Se a testadora tivesse justificado a escolha dos contemplados, ou seja, tivesse apresentado os seus motivos expressamente no ato de última vontade, sendo estes pautados por uma discriminação peremptoriamente vedada pela Constituição da República, ter-se-ia, então, uma deixa testamentária eivada por motivo ilícito e, assim, a solução do caso poderia se aproximar daquela alcançada pela sentença de Guaxupé, a depender da interpretação do testamento e de outros fatores que faltam numa mera análise da sentença.
Toda essa questão leva, ainda, a ponderar que o enunciado 268 da III Jornada de Direito Civil merecia ser revisto, in verbis: “268 – Art. 1.799: Nos termos do inc.

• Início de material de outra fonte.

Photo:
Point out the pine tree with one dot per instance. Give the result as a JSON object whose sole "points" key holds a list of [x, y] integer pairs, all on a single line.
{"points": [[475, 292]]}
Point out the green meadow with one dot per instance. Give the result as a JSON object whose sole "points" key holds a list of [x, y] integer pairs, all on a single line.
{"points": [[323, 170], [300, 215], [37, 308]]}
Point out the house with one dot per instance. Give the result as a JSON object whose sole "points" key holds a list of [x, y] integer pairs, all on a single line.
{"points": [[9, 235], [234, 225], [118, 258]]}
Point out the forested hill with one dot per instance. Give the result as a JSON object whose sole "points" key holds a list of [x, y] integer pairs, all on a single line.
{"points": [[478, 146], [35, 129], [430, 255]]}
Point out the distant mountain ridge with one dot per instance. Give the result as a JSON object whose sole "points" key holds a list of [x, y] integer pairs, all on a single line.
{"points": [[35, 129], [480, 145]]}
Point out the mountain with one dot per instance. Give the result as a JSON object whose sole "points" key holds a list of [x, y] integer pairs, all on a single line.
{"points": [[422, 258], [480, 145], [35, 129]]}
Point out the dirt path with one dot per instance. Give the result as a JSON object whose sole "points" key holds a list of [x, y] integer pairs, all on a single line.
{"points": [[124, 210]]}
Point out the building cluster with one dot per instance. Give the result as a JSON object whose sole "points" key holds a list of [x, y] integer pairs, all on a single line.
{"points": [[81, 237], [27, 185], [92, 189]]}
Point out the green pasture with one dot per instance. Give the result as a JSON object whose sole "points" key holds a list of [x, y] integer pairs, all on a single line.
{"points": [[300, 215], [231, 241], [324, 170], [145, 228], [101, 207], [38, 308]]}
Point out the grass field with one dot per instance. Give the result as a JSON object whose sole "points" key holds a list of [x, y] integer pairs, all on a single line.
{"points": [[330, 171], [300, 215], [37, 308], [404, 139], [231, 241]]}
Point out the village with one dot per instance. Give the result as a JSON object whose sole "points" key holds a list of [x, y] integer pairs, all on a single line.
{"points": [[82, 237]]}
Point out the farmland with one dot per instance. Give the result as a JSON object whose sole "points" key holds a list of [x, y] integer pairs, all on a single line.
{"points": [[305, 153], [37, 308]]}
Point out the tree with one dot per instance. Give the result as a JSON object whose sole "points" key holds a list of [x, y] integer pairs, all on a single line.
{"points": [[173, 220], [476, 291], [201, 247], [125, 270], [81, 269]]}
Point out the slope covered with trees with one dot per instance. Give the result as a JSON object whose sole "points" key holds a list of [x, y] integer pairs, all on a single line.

I do art. 1.799, pode o testador beneficiar filhos de determinada origem, não devendo ser interpretada extensivamente a cláusula testamentária respectiva”. Sem dúvida, a escolha do beneficiado do testamento é livre. No entanto, como ponderado, não deve ser lícito ao testador submeter sua deixa à condição dessa prole que seja vedada pela normativa constitucional.
De volta ao caso de Guaxupé, lendo apenas a sentença, parece não assistir razão à decisão de primeiro grau, justamente porque se a testadora não contemplou as duas netas por razões discriminatórias, assim o fez, segundo o que consta da sentença, sem explicitar os seus motivos no testamento, razão pela qual resta indevida a interferência judicial no ato de última vontade. Lembrando Andrea Pachá, “a vida não é justa”.